Let’s be clear about one thing: If they’re “delusional,” then so are the rest of us. Fan theories are always just that, no matter if they turn out to have been correct predictions in the end. We are all “wrong.” And the evaluation of an idea’s worth by its closeness to canonicity (and the equation of widespread popularity with “it should be canon”) puts the power in this arrangement squarely back in the hands of an establishment whose main concern is making money, not necessarily the well-being of the communities it “represents.”
Representation matters. To normalizing the idea that gay people exist to queer teens and adults who have often had to read themselves into a story between the lines. However, it is dangerous—as fans—to move into a mentality where we are solely dependent on professional, mass media creators to find stories about ourselves.
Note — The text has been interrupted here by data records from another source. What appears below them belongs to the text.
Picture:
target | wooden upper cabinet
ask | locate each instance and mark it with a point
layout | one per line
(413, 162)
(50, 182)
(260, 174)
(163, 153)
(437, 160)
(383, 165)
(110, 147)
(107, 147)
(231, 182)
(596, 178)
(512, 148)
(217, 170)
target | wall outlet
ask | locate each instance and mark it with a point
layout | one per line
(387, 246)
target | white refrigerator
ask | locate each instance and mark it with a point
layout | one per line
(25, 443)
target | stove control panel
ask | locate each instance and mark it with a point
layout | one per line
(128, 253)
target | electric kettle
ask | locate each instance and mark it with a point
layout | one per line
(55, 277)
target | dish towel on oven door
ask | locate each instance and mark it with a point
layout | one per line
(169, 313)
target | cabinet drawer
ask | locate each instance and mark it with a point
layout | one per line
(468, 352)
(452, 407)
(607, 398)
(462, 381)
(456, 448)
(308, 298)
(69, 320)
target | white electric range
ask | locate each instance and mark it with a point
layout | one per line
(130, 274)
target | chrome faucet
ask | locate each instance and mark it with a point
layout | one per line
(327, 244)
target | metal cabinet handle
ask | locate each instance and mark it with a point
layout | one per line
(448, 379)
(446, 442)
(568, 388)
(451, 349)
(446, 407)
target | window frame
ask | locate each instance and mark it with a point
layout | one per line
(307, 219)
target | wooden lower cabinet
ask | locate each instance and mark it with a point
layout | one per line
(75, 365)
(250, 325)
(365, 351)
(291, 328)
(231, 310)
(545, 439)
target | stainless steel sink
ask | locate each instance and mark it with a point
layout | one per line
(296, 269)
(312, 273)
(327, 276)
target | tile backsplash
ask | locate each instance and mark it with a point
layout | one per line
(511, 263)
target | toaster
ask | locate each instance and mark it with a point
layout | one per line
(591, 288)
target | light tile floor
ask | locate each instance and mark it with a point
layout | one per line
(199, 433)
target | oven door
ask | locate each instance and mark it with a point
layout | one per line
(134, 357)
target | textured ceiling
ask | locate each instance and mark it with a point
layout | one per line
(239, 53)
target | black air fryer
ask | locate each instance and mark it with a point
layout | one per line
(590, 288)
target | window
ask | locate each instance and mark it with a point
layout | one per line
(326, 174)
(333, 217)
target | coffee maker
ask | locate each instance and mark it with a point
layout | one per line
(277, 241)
To so completely invest in the message we want to send to others that we forget the fact that we have power, in our fandom spaces, and it is not dependent on our ability to make the stories we want to see happen onscreen. We have the ability, even in the face of real resistance from exploitative networks, hostile political and cultural dynamics, and even legal action from homophobic creators, to affirm our own stories and experiences.
With the focus on convincing creators that “we need representation,” that history is in danger of being forgotten—and to our detriment, if the Powers That Be ever decide that they don’t need to be concerned with F/F fandom, or fandom in general. We forget what we’re capable of. We forget what the people who came before us were able to achieve. We wait and watch and hope for something that… may never come, and even if it does, it may be foreshortened or unsatisfying. We start to think we are dependent on others for permission to see ourselves, to write about ourselves, to claim our own readings of a text.
We need to be able to articulate our own perspectives, and our own deep and varied interactions with “canon” texts, to believe in our own existence enough to put it down on paper, understanding that we may not get affirmation or validation from anyone else. That is not a thing we can afford to lose our capacity for, even if we’re pressing forward on other fronts.
Fandom’s power has not historically been swaying the opinions of creators to have their ideas “legitimized” and recognized. Fandom has spent most of the past half-century facing “cease and desist” orders, lawsuits, DMCA takedowns (as of the turn of the millennium), and accusations of defamation for daring to imagine a character might be gay. However, ship lobbying on Twitter did not convince media creators that they’d profit more by listening to their fans. Tireless legal work by affected fans, organizations like the Organization for Transformative Works—and very importantly, other parties negatively impacted by legislation like the DMCA—created a space for this shift to occur.
But fandom as the indefinite mass of people who gather around a piece of media to share their enjoyment of it? Tell stories about it? Spin legends out of it?
That fandom’s real strength has always been its ability to not care about whether or not the establishment thinks it’s legitimate; to give the middle finger to canonicity. To persist, adapt, color outside the lines, and above all to not be held captive by the mandates of media creators, who at any given moment may be very hostile to the people who find community and solace in the works they create.
Don’t reinstall those same people as gatekeepers of your imaginations—political, cultural, or artistic—all over again.